Doesn’t tell you anything about the size or magnitude of the errors.
2. MAD / MAE (Mean Absolute Deviation / Mean Absolute Error)
The absolute value of the error (ignoring whether it’s positive or negative).
It’s the average size of your errors, ignoring whether they were over- or under-. If MAD = 120 units, your forecasts are wrong by 120 units on average (in absolute terms).
Advantages
No cancellation of positive/negative errors → gives a honest picture of typical error size.
Super intuitive and expressed in the same units as your data (e.g., pieces, kg) → easy to explain to managers and planners.
Treats every error equally (no extra punishment for big ones) → robust when you have occasional outliers or “crazy” values.
Disadvantages
Doesn’t penalize large errors more than small ones → if big misses hurt your business much more (e.g., stockouts of high-value items), it underplays their importance.
Not scaled → hard to compare accuracy across products with very different volumes (50-unit error on a 100-unit item is worse than on a 10,000-unit item).
3. MAPE (Mean Absolute Percentage Error)
The average of absolute percentage errors across all data points.
It shows the average error as a percentage of the actual value. If MAPE = 12%, your forecasts are off by 12% on average (in relative terms).
Advantages
Scale-independent → great for comparing accuracy across products, categories, or time periods with very different volumes (e.g., comparing a slow-moving spare part to a fast-moving SKU).
Very intuitive for non-technical people → “we’re wrong by about 15% on average” is easy to understand and communicate.
Widely used and expected in business reporting.
Disadvantages
Becomes extremely large or even undefined when actual values are zero or very close to zero (division by zero or tiny numbers blows up the percentage, sometimes worth to exclude such cases).
Asymmetric: over-forecasting a small number hurts MAPE much more than under-forecasting → can bias models toward lower forecasts when optimized on MAPE.
4. RMSE (Root Mean Square Error)
The square root of the MSE (Mean Squared Error), giving a measure of the average magnitude of the forecast errors.
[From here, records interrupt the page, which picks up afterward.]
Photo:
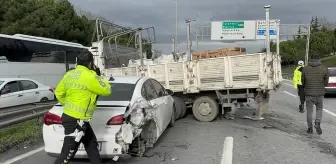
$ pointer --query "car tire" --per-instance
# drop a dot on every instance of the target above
(205, 115)
(44, 99)
(173, 119)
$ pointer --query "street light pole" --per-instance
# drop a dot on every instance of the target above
(176, 22)
(307, 47)
(268, 46)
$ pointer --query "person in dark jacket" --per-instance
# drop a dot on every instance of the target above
(314, 80)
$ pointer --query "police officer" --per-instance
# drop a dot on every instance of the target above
(78, 92)
(297, 83)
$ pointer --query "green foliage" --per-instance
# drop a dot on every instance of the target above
(322, 44)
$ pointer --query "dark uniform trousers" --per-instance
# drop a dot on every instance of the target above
(70, 146)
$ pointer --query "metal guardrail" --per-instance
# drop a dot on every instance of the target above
(18, 116)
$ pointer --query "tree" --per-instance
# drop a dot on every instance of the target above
(299, 33)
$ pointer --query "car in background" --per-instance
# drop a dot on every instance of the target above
(331, 88)
(128, 121)
(21, 91)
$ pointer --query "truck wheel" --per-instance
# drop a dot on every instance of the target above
(173, 119)
(205, 109)
(184, 109)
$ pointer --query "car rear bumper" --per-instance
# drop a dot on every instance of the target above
(330, 90)
(53, 136)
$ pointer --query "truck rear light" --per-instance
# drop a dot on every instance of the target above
(116, 120)
(331, 84)
(50, 119)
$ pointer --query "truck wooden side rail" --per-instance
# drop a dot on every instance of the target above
(209, 84)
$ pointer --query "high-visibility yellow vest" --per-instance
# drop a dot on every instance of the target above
(297, 77)
(78, 91)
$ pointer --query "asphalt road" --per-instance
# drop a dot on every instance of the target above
(279, 139)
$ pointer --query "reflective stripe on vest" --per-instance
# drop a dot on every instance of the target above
(297, 76)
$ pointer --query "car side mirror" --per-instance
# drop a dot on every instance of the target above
(4, 91)
(169, 92)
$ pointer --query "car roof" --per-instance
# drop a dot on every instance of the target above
(123, 79)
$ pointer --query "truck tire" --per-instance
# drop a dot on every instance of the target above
(184, 109)
(173, 119)
(179, 108)
(205, 109)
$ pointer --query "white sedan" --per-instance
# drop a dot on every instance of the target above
(128, 121)
(20, 91)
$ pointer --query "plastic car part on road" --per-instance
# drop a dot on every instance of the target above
(140, 112)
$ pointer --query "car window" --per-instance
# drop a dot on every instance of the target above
(332, 71)
(120, 92)
(150, 91)
(12, 86)
(158, 87)
(27, 85)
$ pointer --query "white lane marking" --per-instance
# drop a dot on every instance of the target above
(325, 110)
(287, 80)
(20, 157)
(227, 151)
(290, 94)
(329, 112)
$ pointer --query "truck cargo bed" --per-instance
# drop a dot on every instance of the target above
(256, 70)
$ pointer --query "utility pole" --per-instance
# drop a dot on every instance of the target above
(278, 37)
(176, 23)
(268, 46)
It’s like MAD but gives much more weight to your largest errors (because errors are squared before averaging, then square-rooted back). It still ends up in the same units as your data.
Advantages
Strongly penalizes big errors → perfect when large misses are especially costly (e.g., under-forecasting peak demand)
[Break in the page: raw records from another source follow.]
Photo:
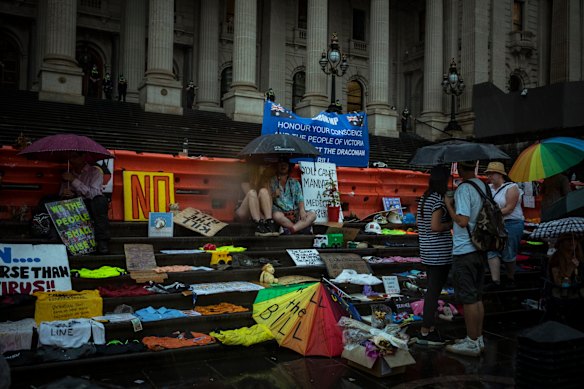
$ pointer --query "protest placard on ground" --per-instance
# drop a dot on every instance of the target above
(73, 223)
(305, 257)
(336, 262)
(200, 222)
(160, 225)
(27, 268)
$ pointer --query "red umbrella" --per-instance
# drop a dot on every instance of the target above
(58, 148)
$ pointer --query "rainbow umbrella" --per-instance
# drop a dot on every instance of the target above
(547, 158)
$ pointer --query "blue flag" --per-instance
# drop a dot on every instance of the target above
(340, 139)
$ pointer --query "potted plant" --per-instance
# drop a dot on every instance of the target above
(332, 198)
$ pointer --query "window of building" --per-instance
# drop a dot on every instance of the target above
(358, 24)
(9, 65)
(298, 89)
(515, 83)
(226, 79)
(422, 25)
(354, 96)
(302, 14)
(518, 15)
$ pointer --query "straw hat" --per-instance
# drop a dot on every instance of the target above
(496, 167)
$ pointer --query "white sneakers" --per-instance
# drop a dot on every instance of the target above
(467, 346)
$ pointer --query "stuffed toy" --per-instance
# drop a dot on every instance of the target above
(267, 276)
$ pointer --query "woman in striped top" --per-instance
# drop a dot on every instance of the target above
(435, 242)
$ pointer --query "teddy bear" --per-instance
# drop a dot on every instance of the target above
(267, 276)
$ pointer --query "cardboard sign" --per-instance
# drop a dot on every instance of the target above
(146, 192)
(336, 262)
(305, 257)
(52, 306)
(391, 284)
(200, 222)
(139, 256)
(73, 224)
(160, 225)
(27, 268)
(393, 204)
(315, 176)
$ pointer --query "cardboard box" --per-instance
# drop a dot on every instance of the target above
(382, 366)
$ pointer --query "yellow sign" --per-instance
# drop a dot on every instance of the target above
(67, 305)
(146, 192)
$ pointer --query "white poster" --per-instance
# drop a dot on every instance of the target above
(305, 257)
(315, 176)
(27, 268)
(160, 225)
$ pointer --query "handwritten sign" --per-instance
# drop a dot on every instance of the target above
(146, 192)
(391, 284)
(160, 225)
(305, 257)
(27, 268)
(315, 176)
(200, 222)
(52, 306)
(336, 262)
(393, 204)
(73, 224)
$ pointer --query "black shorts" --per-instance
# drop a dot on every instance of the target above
(468, 276)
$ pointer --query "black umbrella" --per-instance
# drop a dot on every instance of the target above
(570, 205)
(456, 150)
(278, 145)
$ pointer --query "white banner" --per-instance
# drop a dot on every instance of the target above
(315, 176)
(27, 268)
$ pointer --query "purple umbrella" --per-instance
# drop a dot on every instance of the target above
(58, 148)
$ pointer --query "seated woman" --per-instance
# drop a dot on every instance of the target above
(257, 202)
(566, 266)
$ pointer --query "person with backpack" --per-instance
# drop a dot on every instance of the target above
(507, 195)
(435, 240)
(468, 262)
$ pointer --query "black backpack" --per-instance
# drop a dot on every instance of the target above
(489, 232)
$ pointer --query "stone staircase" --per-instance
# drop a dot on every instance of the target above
(505, 302)
(125, 126)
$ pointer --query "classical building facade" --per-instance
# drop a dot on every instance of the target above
(234, 50)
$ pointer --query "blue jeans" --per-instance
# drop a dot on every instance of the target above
(514, 229)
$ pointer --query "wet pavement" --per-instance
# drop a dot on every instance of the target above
(275, 367)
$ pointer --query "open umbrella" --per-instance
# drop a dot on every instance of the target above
(571, 204)
(58, 148)
(278, 145)
(555, 228)
(302, 317)
(456, 150)
(547, 158)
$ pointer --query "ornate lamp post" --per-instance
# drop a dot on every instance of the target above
(453, 85)
(333, 62)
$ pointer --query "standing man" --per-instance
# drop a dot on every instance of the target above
(468, 264)
(122, 88)
(86, 181)
(288, 209)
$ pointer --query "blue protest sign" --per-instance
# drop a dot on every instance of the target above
(340, 139)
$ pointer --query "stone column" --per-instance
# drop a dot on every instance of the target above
(474, 63)
(160, 92)
(433, 71)
(243, 102)
(382, 120)
(61, 78)
(208, 75)
(133, 51)
(275, 63)
(315, 99)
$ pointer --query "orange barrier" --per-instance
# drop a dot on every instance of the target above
(211, 185)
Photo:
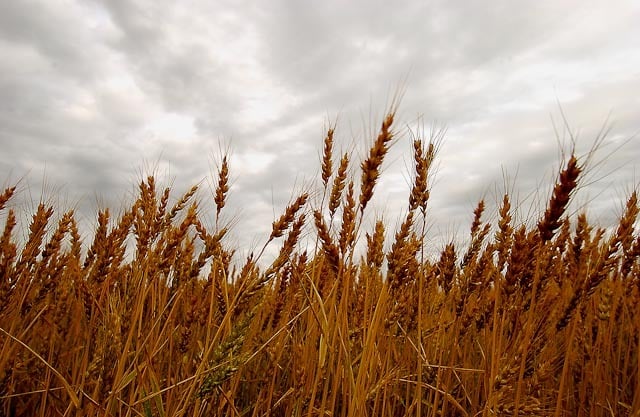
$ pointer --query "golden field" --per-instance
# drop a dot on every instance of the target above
(157, 316)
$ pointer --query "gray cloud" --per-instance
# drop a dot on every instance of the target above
(100, 92)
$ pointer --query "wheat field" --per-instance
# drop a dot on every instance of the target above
(155, 315)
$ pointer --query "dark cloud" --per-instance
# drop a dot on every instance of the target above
(102, 92)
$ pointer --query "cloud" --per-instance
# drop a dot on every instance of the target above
(100, 91)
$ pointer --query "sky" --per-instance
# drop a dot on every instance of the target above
(96, 94)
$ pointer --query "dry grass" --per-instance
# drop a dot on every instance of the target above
(155, 318)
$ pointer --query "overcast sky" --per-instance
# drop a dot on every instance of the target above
(94, 93)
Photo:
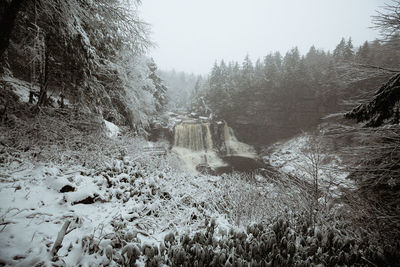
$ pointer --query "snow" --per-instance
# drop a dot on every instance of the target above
(146, 196)
(112, 129)
(293, 157)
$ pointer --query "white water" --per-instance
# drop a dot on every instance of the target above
(193, 143)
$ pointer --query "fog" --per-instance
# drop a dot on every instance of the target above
(191, 34)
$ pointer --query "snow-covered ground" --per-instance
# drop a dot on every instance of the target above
(131, 197)
(306, 156)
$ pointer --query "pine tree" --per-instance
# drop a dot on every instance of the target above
(338, 52)
(348, 53)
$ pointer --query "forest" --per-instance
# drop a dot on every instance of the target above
(107, 159)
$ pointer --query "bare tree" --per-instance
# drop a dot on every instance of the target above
(387, 21)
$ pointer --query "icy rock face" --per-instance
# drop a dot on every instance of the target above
(205, 144)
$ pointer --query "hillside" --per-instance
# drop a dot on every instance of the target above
(75, 192)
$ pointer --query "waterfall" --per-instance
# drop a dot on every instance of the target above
(194, 136)
(198, 145)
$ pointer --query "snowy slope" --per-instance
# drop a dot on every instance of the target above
(305, 155)
(132, 201)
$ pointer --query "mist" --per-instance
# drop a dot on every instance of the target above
(191, 35)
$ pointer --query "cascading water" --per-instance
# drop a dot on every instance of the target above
(194, 136)
(193, 142)
(199, 145)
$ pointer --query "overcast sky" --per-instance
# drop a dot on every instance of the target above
(192, 34)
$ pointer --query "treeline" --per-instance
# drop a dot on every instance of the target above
(180, 86)
(281, 95)
(92, 53)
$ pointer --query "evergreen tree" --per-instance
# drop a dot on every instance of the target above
(348, 53)
(338, 52)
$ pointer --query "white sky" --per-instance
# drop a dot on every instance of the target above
(192, 34)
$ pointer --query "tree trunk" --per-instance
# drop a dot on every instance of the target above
(10, 12)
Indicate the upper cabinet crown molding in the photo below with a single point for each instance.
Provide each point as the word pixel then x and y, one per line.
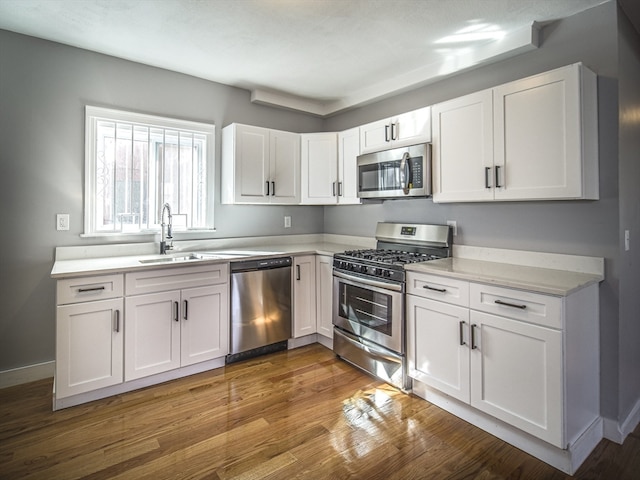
pixel 531 139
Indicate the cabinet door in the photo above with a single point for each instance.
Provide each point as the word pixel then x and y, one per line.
pixel 324 295
pixel 319 168
pixel 516 374
pixel 538 136
pixel 205 323
pixel 251 164
pixel 462 149
pixel 412 128
pixel 89 343
pixel 152 334
pixel 284 167
pixel 304 296
pixel 437 345
pixel 375 136
pixel 348 151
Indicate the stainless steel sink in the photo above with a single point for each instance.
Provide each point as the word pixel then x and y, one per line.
pixel 173 258
pixel 193 256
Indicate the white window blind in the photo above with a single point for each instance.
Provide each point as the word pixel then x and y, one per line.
pixel 135 163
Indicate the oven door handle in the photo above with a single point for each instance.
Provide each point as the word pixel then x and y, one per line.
pixel 371 348
pixel 369 282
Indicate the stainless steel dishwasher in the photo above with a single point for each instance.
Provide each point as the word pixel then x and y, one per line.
pixel 260 307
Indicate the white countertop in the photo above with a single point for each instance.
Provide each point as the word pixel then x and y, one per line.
pixel 541 280
pixel 125 263
pixel 549 273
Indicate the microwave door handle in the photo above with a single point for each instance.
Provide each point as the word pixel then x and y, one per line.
pixel 405 172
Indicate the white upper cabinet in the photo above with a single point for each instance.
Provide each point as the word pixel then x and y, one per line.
pixel 531 139
pixel 462 148
pixel 406 129
pixel 319 166
pixel 260 165
pixel 328 165
pixel 348 151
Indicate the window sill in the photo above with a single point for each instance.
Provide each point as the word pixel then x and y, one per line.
pixel 179 235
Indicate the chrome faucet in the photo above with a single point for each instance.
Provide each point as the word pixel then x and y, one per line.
pixel 168 236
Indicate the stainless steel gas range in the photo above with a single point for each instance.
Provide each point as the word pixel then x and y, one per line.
pixel 368 297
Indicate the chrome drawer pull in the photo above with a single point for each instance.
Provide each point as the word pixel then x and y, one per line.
pixel 473 337
pixel 440 290
pixel 92 289
pixel 507 304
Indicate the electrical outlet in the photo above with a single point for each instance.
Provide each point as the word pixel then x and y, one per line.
pixel 626 241
pixel 62 221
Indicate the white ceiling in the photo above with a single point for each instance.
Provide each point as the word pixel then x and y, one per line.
pixel 319 56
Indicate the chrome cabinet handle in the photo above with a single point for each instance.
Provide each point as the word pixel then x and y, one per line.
pixel 473 337
pixel 461 325
pixel 512 305
pixel 91 289
pixel 439 290
pixel 405 172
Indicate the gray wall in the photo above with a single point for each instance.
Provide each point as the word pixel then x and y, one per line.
pixel 629 173
pixel 44 87
pixel 572 227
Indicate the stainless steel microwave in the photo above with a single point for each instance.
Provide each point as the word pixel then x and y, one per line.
pixel 398 173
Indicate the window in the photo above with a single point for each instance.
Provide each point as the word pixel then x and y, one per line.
pixel 136 163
Same units as the original data → reasonably interpretable.
Disadvantages
Very sensitive to outliers → one or two huge errors can make RMSE look dramatically worse, even if most forecasts are good.
Harder to explain to non-technical stakeholders than MAD or MAPE (“what does an RMSE of 450 really mean?”).
Below you can find quick Recommendation Table (when to prefer each)
Metric
Best when you want to…
Avoid when…
Business-friendliness
Bias
Detect systematic over/under-forecasting
You only care about error magnitude
★★★★★
MAD/MAE
Robust average error size, no outlier drama
Large errors hurt much more than small ones
★★★★☆
MAPE
Compare across very different scales/volumes
Many zeros or very small actuals
★★★★★
RMSE
Heavily penalize big, expensive mistakes
You have outliers that aren’t meaningful
★★★☆☆
In practice, most mature forecasting teams look at several of these together — especially Bias + one absolute measure (MAD or MAPE) + RMSE when big errors matter a lot.
Summary
I hope this short comparison of KPIs makes it easier for you to select exactly the ones you need! Remember, the audience to whom you want to show the data is key, so select your KPIs wisely!